I have said awhile a few times. I can't put a number on how long it will take until we all feel settled in. It could be weeks, it could be months. It is all about Peanut. She will dictate how long this takes. We want her to be settled and comfortable and that is up to her. We can't rush that. She at such a young age has already experienced a great deal of loss and a lot of change. We need to help her to figure that out and know that she is safe and loved and that we as her parents will always be there.
For you experienced parents out there, know that we may do things differently and you may not understand why. If that is the case just ask us but again trust us and if you feel you must offer an opinion you can but don't be offended if we respectfully don't change what we are doing. You may think we are coddling her or spoiling her and sometimes we might be. She has been through so much and so many caregivers and change. She needs to feel that safety, love and comfort are always near by.
So will I be a crazy overprotective Mama, sometimes yes. Will that change in time, yes. All I am asking for is time to figure it all out and patience that we know what is best for our family even if it doesn't make sense to you right away. We can't wait to share our love and our family with all of you in due time. Thanks for cheering us on and sending us prayers. That has meant a great deal to us.
8 comments:
You sound like a perfect "crazy over protective mama" to me:)
Just know that you ONLY get once to be have that crowd at the airport to welcome your peanut home. I get where your coming from but I know there will be regrets down the road if you don't have your most important people there when you get home. Time flies by as a parent and you being 1st time parents you will see that all too soon. I know you guys will be awesome parents to Peanut. I wish you the best trip to meet your little princess and bring her home.
Praying for you as this chapter comes to a close.
That is perfect! I also love to see this email b/c it shows how close you guys are to traveling and meeting her! You are already SUCH a good momma by putting her needs above anyone elses! You are sooooo right..she deserves this. It's been a long time coming for her. I'm sure the nannies have taken good care of her, but it is nothing like settling in with your forever family.
Don't feel any guilt about your airport plan....what you decide is what should be done. Regret usually comes from not following your heart and listening to other people instead. So keep listening to your heart girlfriend!
*happy hug*
Theresa
perfectly said!! :) i'm taking notes so i can write a very similar email! :)
Cathy, you are going to do such a good job. Adopting a child IS super different then giving birth. Bonding will be hugely important. I think you have such a good view on how it should be. Going with your gut on what she needs to feel secure and safe and KNOW that you guys are not leaving.

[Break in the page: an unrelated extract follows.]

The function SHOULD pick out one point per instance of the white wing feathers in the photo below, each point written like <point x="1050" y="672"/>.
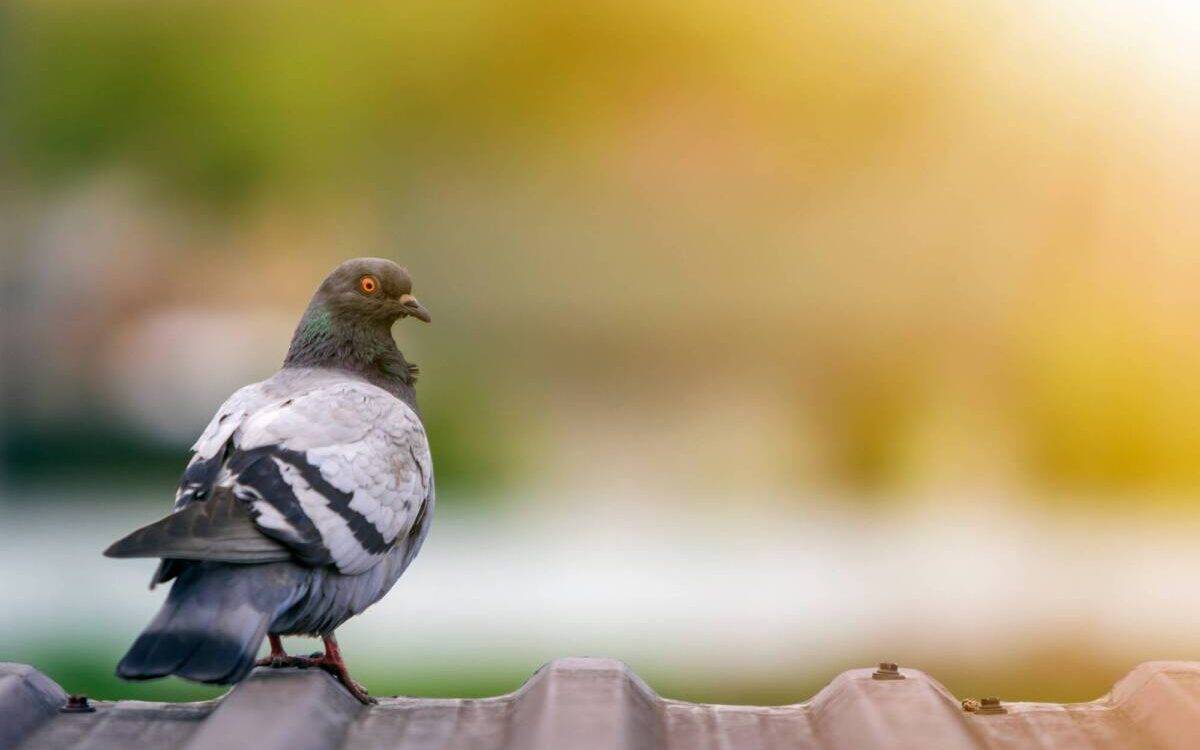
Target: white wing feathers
<point x="337" y="469"/>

You're going to do awesome!
I can't believe it's so soon until you leave! SO exciting. I think you sound ultra prepared and discerning. I too will be over-protective crazed!
Cindy
Don't forget to be protective of those wonderful pugs!!! You are so close and I can only imagine the joy you will feel when you hold Peanut for the first time! Protect and enjoy!!!!
Hi Cathy - I just wanted to share that we had noone meet us at the airport. We don't have family in town and we weren't sure how to "discriminate" in terms of which friends to invite, knowing, as you do, that we needed a bubble of love without a lot of stimulation. Boy, are we glad it was a quiet arrival (except that we were a family of 6, of course). LeLe was soooooooooo easily stimulated and we were all so tired and two teens weren't feeling good. We didn't know how our son would react to "crowds" but in hindsight it was such a good thing to be cautious. Here is my best advice: you only get this one chance to set the tone for positive/healthy attatchment. It's ok to stay on the side of careful and to adjust as you go along. What you do NOW sets a whole life in motion (really sounds intense, and it is!).
Then, we invited folks over one by one and asked them to bring dinner :-) when they asked how they could help!